= ASSABIL Association =

Assabil Association is a non-governmental association founded in Lebanon in 1997 to establish and promote public libraries in the country in order to support democracy. The association has set up four objectives:

1. Establishing, promoting, and supporting a network of public libraries throughout Lebanon.
2. Sponsoring cultural and social activities that encourage people to come to the library.
3. Establishing a training program for librarians and others who work in libraries.
4. Encouraging the production of books and educational materials in Arabic – especially for children.

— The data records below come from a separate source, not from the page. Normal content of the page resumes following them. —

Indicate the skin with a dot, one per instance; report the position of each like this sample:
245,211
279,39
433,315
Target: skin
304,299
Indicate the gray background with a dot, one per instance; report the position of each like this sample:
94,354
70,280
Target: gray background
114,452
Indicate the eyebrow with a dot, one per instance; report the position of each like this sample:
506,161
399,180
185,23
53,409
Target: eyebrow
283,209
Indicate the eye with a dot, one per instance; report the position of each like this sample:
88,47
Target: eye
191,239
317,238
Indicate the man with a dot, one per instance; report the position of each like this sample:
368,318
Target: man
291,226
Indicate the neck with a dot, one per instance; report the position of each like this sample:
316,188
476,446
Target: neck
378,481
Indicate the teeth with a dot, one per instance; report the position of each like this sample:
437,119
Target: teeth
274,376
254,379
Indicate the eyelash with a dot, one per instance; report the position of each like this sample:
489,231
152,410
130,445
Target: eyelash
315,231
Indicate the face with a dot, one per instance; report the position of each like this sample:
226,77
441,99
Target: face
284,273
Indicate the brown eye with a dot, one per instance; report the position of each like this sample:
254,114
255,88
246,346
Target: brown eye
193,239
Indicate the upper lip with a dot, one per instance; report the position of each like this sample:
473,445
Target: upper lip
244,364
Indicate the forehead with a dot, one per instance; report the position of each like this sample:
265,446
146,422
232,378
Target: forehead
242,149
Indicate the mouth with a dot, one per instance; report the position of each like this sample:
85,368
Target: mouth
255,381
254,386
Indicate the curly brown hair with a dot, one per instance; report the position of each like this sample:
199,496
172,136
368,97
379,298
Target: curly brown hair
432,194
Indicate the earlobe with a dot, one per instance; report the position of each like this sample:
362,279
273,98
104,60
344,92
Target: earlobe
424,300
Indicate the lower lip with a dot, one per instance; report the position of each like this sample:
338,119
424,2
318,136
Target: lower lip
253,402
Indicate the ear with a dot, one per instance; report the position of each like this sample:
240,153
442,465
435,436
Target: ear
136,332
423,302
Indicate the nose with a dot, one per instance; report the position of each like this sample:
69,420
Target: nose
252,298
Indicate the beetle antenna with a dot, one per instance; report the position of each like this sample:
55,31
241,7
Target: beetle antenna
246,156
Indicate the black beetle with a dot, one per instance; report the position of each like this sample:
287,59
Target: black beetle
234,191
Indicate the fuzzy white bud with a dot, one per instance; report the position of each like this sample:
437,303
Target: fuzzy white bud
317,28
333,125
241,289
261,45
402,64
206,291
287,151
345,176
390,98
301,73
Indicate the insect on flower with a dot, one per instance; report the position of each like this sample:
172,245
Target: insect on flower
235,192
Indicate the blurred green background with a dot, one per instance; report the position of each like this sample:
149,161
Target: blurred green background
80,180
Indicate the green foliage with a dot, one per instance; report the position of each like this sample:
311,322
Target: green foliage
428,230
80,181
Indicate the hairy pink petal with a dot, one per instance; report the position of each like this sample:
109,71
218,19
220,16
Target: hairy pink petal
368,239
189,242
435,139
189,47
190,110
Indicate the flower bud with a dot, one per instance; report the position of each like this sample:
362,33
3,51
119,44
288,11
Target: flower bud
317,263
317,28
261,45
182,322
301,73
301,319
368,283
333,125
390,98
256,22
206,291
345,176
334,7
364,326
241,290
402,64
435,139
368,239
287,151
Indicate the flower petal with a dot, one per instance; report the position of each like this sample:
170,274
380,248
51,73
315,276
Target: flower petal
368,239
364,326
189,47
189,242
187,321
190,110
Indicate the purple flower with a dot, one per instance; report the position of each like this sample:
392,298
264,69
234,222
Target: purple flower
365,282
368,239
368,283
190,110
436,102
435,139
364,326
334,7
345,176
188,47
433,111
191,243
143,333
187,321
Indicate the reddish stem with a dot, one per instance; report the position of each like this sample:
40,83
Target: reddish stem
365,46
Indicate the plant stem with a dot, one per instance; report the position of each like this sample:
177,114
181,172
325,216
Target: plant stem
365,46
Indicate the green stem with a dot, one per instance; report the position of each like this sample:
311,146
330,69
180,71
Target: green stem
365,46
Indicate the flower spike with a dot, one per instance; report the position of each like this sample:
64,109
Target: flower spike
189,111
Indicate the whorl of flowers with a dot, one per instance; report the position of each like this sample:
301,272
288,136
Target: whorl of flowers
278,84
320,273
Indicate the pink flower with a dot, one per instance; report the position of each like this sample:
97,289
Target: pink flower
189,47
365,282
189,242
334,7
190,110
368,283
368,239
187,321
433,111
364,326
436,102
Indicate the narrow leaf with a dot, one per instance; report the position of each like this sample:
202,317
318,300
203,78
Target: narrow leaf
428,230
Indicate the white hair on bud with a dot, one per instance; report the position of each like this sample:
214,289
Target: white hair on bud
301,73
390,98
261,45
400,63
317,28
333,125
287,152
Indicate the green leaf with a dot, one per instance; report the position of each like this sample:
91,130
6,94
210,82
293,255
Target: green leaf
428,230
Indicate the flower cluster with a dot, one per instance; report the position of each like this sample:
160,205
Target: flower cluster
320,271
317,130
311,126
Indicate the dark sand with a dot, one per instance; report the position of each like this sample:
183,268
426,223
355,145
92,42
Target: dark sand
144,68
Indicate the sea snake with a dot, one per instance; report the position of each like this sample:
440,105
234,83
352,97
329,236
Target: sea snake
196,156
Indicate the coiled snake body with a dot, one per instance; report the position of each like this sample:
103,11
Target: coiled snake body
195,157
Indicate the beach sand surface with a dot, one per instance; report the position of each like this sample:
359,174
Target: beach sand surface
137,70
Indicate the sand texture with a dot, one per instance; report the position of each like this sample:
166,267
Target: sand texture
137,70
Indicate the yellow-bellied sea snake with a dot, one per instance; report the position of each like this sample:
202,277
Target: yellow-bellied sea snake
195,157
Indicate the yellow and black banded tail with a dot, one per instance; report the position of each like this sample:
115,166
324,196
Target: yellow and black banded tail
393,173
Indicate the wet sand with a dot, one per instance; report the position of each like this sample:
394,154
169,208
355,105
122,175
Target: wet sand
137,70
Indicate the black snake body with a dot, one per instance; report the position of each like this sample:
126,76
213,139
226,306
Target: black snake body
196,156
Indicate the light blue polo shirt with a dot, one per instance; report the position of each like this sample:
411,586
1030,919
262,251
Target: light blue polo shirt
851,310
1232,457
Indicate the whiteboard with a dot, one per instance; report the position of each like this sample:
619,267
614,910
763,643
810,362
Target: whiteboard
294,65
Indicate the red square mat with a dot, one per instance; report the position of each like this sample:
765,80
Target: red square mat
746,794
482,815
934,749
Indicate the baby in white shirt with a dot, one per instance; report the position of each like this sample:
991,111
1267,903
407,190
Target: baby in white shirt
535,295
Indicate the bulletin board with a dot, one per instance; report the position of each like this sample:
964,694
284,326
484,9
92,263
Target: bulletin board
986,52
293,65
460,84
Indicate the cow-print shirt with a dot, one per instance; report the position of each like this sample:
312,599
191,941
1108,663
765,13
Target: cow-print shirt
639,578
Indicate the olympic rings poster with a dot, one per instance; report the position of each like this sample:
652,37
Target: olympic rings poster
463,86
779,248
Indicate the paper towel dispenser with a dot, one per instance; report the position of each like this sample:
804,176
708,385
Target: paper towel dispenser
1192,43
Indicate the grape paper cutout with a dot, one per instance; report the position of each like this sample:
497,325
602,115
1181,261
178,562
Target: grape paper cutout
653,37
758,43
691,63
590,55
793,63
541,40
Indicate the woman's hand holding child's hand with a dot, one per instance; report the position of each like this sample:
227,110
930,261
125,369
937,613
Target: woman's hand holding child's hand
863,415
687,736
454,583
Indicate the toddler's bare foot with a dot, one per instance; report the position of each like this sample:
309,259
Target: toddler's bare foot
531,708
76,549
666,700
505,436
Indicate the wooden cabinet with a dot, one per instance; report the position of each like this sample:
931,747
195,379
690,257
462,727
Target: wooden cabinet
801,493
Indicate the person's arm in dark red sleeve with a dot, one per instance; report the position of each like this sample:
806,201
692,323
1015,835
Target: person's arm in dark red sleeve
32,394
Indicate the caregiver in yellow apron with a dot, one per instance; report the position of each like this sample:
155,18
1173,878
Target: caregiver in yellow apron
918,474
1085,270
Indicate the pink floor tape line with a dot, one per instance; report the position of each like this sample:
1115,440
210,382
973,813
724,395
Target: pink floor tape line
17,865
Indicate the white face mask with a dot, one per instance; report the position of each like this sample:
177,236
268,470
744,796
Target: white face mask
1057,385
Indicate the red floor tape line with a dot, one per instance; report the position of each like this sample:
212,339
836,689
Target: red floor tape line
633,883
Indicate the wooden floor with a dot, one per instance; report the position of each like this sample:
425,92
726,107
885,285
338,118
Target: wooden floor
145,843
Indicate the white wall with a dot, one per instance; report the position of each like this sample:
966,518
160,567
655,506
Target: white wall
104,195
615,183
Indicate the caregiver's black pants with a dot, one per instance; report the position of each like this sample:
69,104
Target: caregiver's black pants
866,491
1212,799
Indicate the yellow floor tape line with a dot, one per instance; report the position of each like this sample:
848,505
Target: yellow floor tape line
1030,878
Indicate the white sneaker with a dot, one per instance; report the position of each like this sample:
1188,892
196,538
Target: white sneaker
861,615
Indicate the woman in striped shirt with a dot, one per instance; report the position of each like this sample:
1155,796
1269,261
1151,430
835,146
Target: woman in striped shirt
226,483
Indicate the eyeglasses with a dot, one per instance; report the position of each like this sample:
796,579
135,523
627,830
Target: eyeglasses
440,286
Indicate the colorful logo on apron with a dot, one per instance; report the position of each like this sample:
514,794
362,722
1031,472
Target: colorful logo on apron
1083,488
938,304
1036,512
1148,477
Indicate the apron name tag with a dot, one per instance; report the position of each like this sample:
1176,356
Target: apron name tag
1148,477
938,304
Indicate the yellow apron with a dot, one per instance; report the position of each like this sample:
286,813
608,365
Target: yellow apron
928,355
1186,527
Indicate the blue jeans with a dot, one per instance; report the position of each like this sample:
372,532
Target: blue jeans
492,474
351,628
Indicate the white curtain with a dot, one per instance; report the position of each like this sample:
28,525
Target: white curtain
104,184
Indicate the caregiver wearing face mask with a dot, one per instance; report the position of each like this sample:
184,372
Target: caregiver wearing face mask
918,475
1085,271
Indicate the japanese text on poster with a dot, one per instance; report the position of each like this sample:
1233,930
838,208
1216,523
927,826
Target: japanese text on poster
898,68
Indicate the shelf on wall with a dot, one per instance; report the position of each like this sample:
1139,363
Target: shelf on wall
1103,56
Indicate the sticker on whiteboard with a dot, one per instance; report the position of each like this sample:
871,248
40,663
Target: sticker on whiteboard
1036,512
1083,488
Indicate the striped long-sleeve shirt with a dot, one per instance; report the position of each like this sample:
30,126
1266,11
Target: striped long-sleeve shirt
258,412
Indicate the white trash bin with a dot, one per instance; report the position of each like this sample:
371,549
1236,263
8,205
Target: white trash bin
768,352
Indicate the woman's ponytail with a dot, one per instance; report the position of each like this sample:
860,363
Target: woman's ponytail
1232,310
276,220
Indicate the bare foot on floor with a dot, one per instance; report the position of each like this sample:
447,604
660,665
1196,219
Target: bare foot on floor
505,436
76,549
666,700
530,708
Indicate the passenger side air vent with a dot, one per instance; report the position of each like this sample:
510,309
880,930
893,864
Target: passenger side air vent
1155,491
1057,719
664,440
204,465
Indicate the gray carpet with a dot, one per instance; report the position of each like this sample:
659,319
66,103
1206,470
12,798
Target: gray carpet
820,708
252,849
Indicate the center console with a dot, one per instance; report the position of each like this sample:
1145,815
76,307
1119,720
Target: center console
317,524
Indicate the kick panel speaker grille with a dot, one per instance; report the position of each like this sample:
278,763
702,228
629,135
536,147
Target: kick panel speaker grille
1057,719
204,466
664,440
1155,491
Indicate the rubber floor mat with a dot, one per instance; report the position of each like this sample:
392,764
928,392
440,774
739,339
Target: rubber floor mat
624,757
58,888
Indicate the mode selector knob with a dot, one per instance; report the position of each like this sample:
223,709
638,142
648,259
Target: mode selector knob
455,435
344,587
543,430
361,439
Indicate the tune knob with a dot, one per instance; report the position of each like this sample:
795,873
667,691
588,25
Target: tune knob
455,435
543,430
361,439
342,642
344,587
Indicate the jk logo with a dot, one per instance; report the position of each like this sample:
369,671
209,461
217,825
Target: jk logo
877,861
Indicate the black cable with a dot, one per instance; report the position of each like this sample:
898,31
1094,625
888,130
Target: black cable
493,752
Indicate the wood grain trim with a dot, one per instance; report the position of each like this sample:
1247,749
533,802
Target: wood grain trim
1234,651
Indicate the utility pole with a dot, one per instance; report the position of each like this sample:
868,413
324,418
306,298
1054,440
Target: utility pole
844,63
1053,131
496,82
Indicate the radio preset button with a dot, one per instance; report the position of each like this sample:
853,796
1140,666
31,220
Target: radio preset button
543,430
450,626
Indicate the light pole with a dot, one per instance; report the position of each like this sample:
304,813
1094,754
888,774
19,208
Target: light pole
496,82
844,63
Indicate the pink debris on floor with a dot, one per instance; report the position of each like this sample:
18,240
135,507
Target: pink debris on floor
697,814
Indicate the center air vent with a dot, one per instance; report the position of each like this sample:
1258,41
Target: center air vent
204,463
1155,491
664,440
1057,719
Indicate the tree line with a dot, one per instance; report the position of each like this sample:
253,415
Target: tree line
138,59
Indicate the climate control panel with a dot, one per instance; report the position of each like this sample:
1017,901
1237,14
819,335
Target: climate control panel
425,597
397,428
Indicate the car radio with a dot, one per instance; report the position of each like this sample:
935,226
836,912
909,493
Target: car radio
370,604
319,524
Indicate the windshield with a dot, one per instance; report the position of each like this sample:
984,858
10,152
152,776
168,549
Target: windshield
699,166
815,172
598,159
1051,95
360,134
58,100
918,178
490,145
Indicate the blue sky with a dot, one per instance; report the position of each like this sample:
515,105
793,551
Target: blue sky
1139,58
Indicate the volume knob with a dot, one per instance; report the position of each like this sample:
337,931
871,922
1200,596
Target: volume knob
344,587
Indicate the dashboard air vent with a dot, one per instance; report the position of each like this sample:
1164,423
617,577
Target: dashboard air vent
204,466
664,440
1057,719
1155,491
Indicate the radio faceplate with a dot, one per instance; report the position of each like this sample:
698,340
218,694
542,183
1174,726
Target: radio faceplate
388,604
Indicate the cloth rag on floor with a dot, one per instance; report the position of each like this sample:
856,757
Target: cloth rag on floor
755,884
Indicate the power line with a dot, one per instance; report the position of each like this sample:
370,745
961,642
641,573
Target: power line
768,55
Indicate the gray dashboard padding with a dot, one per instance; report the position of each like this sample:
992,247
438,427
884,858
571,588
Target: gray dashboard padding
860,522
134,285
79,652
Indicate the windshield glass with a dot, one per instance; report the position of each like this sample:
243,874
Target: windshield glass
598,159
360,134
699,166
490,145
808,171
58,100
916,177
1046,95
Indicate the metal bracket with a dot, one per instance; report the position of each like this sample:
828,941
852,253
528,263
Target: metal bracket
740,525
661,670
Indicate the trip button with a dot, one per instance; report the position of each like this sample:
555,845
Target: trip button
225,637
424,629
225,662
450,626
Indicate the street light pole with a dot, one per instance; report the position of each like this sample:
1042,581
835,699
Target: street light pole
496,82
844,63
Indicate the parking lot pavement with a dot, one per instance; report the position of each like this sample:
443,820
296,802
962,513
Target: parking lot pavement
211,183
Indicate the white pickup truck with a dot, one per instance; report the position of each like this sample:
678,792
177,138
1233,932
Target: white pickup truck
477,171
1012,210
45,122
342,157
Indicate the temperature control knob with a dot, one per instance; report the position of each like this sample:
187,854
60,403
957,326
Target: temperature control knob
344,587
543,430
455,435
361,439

With three municipal public libraries and one original bus-library concept, Assabil Libraries continue to try to achieve their purpose of creating and providing public libraries for cultural exchange and access to information and books. It supports a network of 30 public libraries in rural areas of Lebanon and is one of the projects funded by AFAC.

== Libraries ==
In Beirut, Assabil Libraries created three public spaces suitable for adults and children, in Bachoura, Geitawi and Monnot.

=== Bachoura ===
This public library in Bachoura is a municipal public library in the capital, Beirut. The library has books and games in Arabic, French, English, Armenian, German, Tamil, and Ethiopian.

=== Geitawi ===
Geitawi public library opened its doors in 2004 inside the Jesuit public garden. The library has books and games in Arabic, French, English, Armenian, and Spanish.

=== Monnot ===

This municipal library is in the Achrafieh Monnot area. A selection of books, newspapers, magazines, and games is available for all ages in Arabic, French, and English.

=== Kotobus ===
Assabil and UNICEF joined forces to bring this idea to life and allow a simple bus to tour the country and introduce children to books, under the basic right of education in the declaration of human rights.

== Resources and Training Centers ==

The Resource and Training Center is a resource for librarians, teachers, writers, illustrators, publishers, animators and other practitioners who work to promote reading, books and children’s literature.